Within the inmost fort by pine trees made,20
The hardy women kneel to warrior gods.
For where the Saxon armaments invade,
All life abandons their resign'd abodes.
The tents they pitch the all they prize contain;
And each new march is for a new domain.
To the stern gods the fair-hair'd women kneel,21
As slow to rest the red sun glides along;
And near and far, hammers, and clanking steel,
Neighs from impatient barbs, and runic song
Mutter'd o'er mystic fires by wizard priests,
Invite the Valkyrs to the raven feasts.
For after nine long moons of siege and storm,22
Thy hold, Pendragon, trembles to its fall!
Loftier the Roman tower uprears its form,
From the crush'd bastion and the shatter'd wall.

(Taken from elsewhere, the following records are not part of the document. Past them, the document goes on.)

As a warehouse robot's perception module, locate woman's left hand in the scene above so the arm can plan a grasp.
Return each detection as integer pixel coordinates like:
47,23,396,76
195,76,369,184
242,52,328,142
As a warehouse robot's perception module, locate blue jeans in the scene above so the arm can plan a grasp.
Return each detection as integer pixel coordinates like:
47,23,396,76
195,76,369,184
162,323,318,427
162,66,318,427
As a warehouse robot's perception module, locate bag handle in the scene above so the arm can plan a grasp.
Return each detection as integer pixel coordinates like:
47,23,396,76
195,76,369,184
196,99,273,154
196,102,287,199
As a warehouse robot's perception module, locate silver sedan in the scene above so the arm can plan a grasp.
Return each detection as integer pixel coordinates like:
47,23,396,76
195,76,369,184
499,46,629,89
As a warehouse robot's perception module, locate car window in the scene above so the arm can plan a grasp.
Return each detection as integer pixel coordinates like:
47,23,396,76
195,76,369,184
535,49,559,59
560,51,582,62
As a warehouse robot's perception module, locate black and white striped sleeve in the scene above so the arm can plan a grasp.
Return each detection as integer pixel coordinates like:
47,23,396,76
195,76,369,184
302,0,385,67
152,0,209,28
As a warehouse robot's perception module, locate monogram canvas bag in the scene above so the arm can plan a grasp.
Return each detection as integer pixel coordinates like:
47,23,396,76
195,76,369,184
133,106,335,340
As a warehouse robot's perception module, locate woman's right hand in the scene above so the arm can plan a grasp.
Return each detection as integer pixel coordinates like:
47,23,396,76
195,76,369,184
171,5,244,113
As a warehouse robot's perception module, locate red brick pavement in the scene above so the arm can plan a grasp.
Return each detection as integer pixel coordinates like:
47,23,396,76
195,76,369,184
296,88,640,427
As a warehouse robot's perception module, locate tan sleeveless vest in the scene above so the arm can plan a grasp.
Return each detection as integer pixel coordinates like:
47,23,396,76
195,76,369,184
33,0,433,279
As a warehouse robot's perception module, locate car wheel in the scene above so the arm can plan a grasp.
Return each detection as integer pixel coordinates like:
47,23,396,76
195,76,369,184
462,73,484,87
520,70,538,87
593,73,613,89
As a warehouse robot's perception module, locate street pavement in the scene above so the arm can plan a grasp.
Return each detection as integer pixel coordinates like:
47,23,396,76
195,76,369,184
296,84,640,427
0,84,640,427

And but till night those iron floods delay
Their rush of thunder:—Blood-red sinks the day.
Death halts to strike, and swift the moment flies:23
Within the walls (than all without more fell),
Discord with Babel tongues confounds the wise,
And spectral Panic, like a form of hell
Chased by a Fury, fleets,—or, stone-like, stands
Dull-eyed Despondence, palsying nerveless hands.
And Pride, that evil angel of the Celt,24
Whispers to all "'tis servile to obey,"
Robs order'd Union of its starry belt,
Rends chief from chief and tribe from tribe away,
And leaves the children wrangling for command
Round the wild death-throes of the Father-land.
In breadless marts, the ill-persuading fiend25
Famine, stalks maddening with her wolfish stare;
And hearts, on whose stout anchors Faith had lean'd,
Bound at her look to treason from despair,
Shouting, "Why shrink we from the Saxon's thrall?
Is slavery worse than Famine smiting all?"
Thus, in the absence of the sunlike king,26
All phantoms stalk abroad; dissolve and droop
Light and the life of nations—while the wing
Of Carnage halts but for its rushing swoop.
Some moan, some rave, some laze the hours away;—
And down from Carduel blood-red sunk the day!
Leaning against a broken parapet27
Alone with Thought, mused Caradoc the Bard,
When a voice smote him, and he turn'd and met
A gaze prophetic in its sad regard.
Beside him, solemn with his hundred years,
Stood the arch hierarch of the Cymrian seers.
"Dost thou remember," said the Sage, "that hour28
When seeking signs to Glory's distant way,
Thou heard'st the night bird in her leafy bower,
Singing sweet death-chaunts to her shining prey,
While thy young poet-heart, with ravish'd breath,
Hung on the music, nor divined the death?"[1]
"Ay," the bard answer'd, "and ev'n now methought29
I heard again the ambrosial melody!"
"So," sigh'd the Prophet, "to the bard, unsought,
Come the far whispers of Futurity!
Like his own harp, his soul a wind can thrill,
And the chord murmur, though the hand be still.